La   lamentable utilización de la muerte

La vida tiene un valor absoluto, es decir, su naturaleza no depende de nada que le sea externo ni está en función de nada. Su valor está en sí misma, como tal vida, al margen del contenido que cada quien le da a la suya. Hay pues un  contenido previo, incondicional, que es donde radica el famoso e ininteligible concepto de la dignidad.

Por el mismo motivo, la muerte también asume tal condición  de necesidad imperiosa, ineludible y absoluta. La muerte significa el final de la vida y, por tanto, de todo lo que ésta supone; cuando alguien muere arrastra con la suya la desaparición de todo aquello que vivía por su mirada, por su actuación, por su conducta. Cada vida implica un mundo que desaparece con ella. Por eso cada vida no es que sea importantes, sino que es única, fundamental y, entiendo yo que cada muerte es la tragedia total, definitiva y por tanto no cabe sumar las muertes, porque cada muerte es la muerte de todas las cosas.

La tragedia de Barajas   nos pone una vez más ante la vil utilización que los intereses económicos hacen de la muerte. No hay unas muertes más dolorosas que otras, por las razones antes apuntadas: cada muerte es la muerte total. La única razón que justifica el interés que despierta este tipo de sucesos es la deseable elucidación de sus causas para evitar futuras tragedias. Nada más. Cualquier otra expectativa, relacionada con el morbo o la ganancia es absolutamente detestable.

Que haya cadenas de televisión que prácticamente estén realizando sus programas desde el lugar de los hechos, muestra bien a las claras la torticera utilización del dolor que hacen la mayoría de los medios  de comunicación, tan sólo empeñados en ofrecer carnaza a quienes están ávidos de ella.

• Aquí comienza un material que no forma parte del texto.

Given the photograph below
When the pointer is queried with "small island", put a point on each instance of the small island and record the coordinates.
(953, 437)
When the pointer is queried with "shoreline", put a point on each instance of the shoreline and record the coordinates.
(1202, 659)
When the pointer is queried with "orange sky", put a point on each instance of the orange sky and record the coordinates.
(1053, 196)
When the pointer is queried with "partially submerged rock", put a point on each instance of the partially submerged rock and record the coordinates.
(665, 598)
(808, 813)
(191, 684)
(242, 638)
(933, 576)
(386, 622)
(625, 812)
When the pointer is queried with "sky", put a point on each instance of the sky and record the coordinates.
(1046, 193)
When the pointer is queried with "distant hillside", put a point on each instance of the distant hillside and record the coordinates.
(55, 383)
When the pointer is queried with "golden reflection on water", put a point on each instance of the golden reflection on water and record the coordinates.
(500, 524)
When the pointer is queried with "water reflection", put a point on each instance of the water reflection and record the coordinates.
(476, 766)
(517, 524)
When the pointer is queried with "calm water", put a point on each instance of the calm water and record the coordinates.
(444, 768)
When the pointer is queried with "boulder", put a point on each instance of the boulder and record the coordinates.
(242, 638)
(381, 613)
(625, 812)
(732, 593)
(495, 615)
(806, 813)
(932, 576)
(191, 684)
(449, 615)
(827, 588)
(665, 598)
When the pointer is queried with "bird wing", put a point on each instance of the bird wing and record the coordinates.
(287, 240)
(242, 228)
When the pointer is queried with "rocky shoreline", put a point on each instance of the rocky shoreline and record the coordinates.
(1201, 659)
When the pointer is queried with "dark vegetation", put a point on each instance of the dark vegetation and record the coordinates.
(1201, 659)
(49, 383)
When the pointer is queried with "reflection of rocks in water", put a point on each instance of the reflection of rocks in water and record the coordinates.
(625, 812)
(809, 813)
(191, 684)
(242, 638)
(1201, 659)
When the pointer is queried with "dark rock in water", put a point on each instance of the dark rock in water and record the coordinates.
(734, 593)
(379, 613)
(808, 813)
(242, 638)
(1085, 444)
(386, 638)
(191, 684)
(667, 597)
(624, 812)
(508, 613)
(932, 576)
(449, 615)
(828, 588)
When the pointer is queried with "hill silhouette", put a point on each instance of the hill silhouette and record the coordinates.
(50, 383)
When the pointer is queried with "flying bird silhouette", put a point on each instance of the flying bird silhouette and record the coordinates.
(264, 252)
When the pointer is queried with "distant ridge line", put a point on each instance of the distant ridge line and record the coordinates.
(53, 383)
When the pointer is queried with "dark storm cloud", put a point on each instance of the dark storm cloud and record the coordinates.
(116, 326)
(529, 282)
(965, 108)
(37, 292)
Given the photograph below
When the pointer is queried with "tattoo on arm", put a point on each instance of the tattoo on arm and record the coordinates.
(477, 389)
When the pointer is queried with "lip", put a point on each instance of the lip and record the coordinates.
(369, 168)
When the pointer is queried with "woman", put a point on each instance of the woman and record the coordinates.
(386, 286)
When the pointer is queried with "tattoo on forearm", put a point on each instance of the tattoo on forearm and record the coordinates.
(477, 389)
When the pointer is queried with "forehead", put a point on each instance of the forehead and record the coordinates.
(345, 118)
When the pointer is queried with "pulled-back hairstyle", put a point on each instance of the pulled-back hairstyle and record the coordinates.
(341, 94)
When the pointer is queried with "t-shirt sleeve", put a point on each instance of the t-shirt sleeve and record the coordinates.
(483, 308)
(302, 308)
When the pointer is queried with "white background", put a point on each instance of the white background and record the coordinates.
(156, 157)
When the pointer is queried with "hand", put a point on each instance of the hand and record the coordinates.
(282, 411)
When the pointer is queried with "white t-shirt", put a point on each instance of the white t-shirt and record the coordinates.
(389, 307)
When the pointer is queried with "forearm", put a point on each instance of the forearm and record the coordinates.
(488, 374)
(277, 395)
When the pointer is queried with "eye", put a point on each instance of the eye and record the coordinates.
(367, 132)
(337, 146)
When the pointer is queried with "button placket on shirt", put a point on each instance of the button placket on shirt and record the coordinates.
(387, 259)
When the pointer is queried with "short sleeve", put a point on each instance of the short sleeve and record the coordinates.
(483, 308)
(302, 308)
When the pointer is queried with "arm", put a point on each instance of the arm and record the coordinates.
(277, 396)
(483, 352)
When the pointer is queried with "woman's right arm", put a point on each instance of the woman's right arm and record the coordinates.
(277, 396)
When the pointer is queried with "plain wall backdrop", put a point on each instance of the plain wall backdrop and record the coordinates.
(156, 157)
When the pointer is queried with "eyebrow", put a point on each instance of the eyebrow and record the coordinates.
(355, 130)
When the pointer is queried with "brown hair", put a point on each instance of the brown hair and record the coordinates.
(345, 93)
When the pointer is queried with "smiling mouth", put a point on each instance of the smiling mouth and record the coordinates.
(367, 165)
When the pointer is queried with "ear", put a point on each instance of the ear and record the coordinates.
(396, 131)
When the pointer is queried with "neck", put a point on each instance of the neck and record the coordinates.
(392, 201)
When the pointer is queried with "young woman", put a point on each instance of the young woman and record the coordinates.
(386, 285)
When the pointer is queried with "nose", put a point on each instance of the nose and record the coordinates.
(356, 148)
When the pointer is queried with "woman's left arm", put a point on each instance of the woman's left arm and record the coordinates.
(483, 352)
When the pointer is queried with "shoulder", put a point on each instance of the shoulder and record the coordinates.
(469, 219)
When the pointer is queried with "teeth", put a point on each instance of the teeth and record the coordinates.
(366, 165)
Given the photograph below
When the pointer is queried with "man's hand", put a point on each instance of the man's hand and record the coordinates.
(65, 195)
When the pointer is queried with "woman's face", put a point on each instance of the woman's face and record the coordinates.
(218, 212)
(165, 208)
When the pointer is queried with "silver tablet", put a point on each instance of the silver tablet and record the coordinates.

Desde estos mismos medios que impúdicamente utilizan cualquier infierno humano para hacer negocio, se apela a la declaración de días de luto oficiales, a la suspensión de eventos deportivos y al rasgamiento general de vestiduras.

La muerte, cuando se produce de forma masiva, es considerada socialmente como más importante que el simple goteo , aunque éste acabe en los mismos resultados. Los 153 fallecidos en el avión equivalen a los que finalizan su estancia en esta vida cada mes en las carreteras españolas; pero estos no merecen ni homenajes, ni crespones negros, banderas a media hasta, ni visitas de los gobernantes y de la realeza. Tampoco los merecen los mismos que aproximadamente pierden la vida en  su puesto de trabajo cada cuatro meses y así podríamos seguir con muchos más ejemplos.

Desde los medios se nos organiza la vida, se nos jerarquiza la existencia y se nos dice lo que es bueno y lo que es malo, lo que debemos celebrar y lo que hemos de lamentar. Aunque cada muerte sea la muerte, son los medios los que miden el grado de muerte de cada muerte y la medida en que los pobres humanos debemos de sentirnos lastimados por cada una de ellas.

Pero la vida es así; se nace y se muere y se vive, se disfruta, se sufre y, de vez en cuando, hay accidentes; casi todos los días los hay, de muchas clases, aunque parezca que sólo se producen los que reportan beneficios económicos a los medios de comunicación.